O Grande Federador
Não é possível continuar a entreter os portugueses com a ilusão de que a União Europeia é um projeto estático no qual tudo pode continuar como está.
Escreveu Jean Monnet, um dos idealizadores do projeto europeu, que a poucos meses da assinatura do Tratado de Roma corria no seu círculo de amigos a ideia de fazer uma estátua ao “Grande Federador da Europa”. Só que o homenageado não seria Churchill, nem Schuman, nem Adenauer. Essa honra caberia antes a Gamal Abdel Nasser, o líder egípcio que uns meses antes, ao nacionalizar o Canal do Suez, dera uma lição ao mundo sobre o fim do ciclo imperial europeu.
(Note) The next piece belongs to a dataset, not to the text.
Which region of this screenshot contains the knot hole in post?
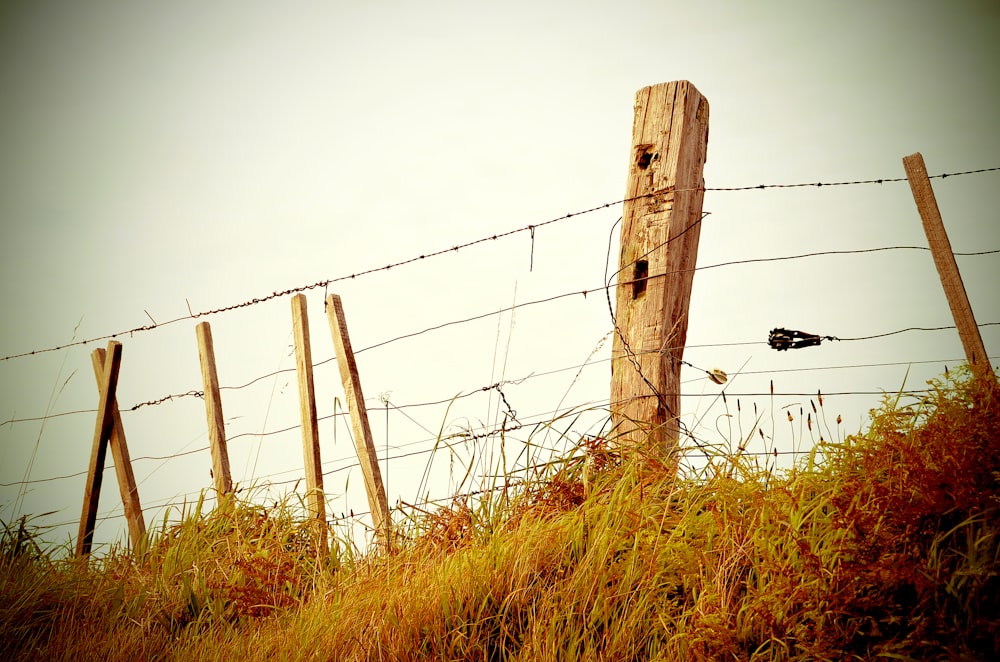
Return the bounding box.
[635,145,660,170]
[632,260,649,301]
Com um pedido de desculpas pela injustiça feita a Nasser, os europeus têm agora um outro Grande Federador com muito menos visão mas com bastante mais poder: Donald Trump. Já toda a gente percebeu que Trump não entende, não quer entender, e sobretudo não gosta da Europa. O novo presidente dos EUA sente-se muito mais à vontade sendo bajulado pelos príncipes sauditas, telefonando ao proto-ditador filipino Duterte ou recebendo os sequazes de Putin na Casa Branca. O entendimento que faz da NATO e do seu artigo 5º de defesa mútua, apenas utilizado uma vez na história (e pelos EUA), não anda muito longe da “proteção” como entendida pelos mafiosos: paguem primeiro, e depois logo verei se vos dou garantias de defesa mútua. Quanto ao Acordo de Paris para o combate às alterações climáticas, nem é bom falar.
Em tudo isto poderemos ver apenas a passagem da hipocrisia sonsa de anteriores lideranças americanas para uma hipocrisia orgulhosamente desavergonhada. Seja como for, a conclusão já vem tarde: enquanto durar a administração de Donald J. Trump, a Europa não poderá contar com ela; depois de acabar, a União Europeia já terá de ser uma coisa muito diferente.
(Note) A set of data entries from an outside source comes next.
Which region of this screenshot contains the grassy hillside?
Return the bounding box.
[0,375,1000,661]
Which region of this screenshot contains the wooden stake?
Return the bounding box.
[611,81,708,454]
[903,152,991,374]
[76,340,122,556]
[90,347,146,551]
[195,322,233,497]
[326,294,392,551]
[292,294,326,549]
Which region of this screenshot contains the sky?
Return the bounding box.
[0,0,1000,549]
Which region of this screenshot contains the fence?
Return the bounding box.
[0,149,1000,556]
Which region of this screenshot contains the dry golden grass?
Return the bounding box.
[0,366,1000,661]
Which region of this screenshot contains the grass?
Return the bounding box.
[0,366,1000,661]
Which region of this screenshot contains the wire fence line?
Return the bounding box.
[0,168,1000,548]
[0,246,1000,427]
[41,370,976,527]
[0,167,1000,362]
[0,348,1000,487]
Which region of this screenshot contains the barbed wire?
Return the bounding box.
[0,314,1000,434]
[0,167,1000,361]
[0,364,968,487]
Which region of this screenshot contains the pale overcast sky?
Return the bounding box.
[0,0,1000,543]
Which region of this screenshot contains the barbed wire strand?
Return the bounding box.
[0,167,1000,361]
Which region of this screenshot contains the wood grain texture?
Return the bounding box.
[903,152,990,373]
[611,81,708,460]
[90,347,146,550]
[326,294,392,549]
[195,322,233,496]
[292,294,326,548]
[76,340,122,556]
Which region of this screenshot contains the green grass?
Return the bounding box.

Quem não demorou a entendê-lo foi Angela Merkel, que ontem o disse de forma invulgarmente clara aos seus apoiantes na Alemanha: “o tempo em que podíamos depender completamente de outros acabou”. “Essa foi a experiência que tive nos últimos dias”, acrescentou, referindo-se às cimeiras da NATO e do G7. “Os europeus têm de tomar o seu destino nas suas próprias mãos”, concluiu.